In other news, Scott is working an insane amount of hours and it's only March! I am already worried he's burned out and Spring hasn't even hit, let alone Summer. I hope they hire him a helper. He looks so tired when he gets home. Hopefully he'll have this coming Monday off and have an extra day to recuperate.

This weekend I'll be sewing. Curtains for a friend. Hopefully cutting out a pattern for myself. It's been a very long time since I last cut a pattern so I'm a bit nervous, but what's the worst that could happen right? Right.

Okay, that's it, sorry there is nothing exciting to report.


Ms. Manners would say no...

but I'm wondering if it's at all acceptable to tell people who smell like ashtrays at the gym to go find a smokers section?

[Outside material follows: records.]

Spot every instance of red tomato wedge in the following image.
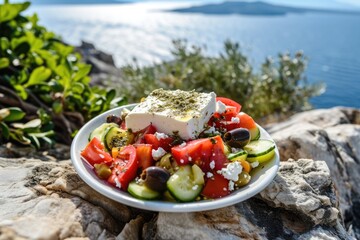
[134,144,154,170]
[216,97,241,115]
[144,133,174,152]
[134,124,156,143]
[171,136,228,172]
[81,137,113,166]
[201,173,230,198]
[107,145,138,191]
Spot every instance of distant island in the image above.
[31,0,130,5]
[171,1,360,16]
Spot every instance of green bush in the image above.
[118,40,323,122]
[0,1,121,147]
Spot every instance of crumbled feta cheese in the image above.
[151,147,166,160]
[125,89,216,140]
[114,177,121,188]
[216,101,226,114]
[154,132,169,141]
[192,185,199,191]
[229,181,235,191]
[217,162,242,181]
[250,161,259,168]
[204,126,220,134]
[210,160,215,169]
[231,117,240,123]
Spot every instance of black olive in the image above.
[106,115,122,126]
[140,167,170,192]
[224,128,250,148]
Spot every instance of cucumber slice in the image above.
[104,127,133,150]
[227,149,248,162]
[167,165,203,202]
[249,127,260,141]
[128,181,161,200]
[244,139,275,163]
[89,123,118,143]
[191,164,205,185]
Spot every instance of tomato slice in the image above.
[198,136,229,173]
[216,97,241,115]
[171,138,213,166]
[144,133,174,152]
[171,136,228,172]
[201,173,230,198]
[81,137,113,166]
[107,145,138,191]
[134,124,156,144]
[134,144,154,170]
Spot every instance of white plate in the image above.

Today I had to cut my elliptical time short because dude next to me was sweating out all his toxic cigarette ick. Yes my dear smoker friends, we can smell it even if you've washed your hands and brushed your teeth. You see, you INHALE it, so it gets into your system. Then when you come to the gym and breath heavy and sweat, all of us have to smell you. As if gyms don't have enough bad smells. Uuggg.

Listen, I get that it's their right to smoke if they want, but why do I have to smell it? That stale cigarette smell actually makes me ill. I'm not being over dramatic here, it makes my stomach turn. I'd rather smell fresh off the puff smoke than that sickly, ashy smell that comes later. I'm nauseous just thinking about it.

So I burned fewer calories tonight dammit. Guess I'll eat less... This battle of the bulge is starting to ware on me.


Battle of the Bulge - but not that WWII one....

I fit into my sparkly butt jeans this morning. It's been well over two years. This calls for a celebration. I think I'll go to the gym and have a party with the elliptical machine!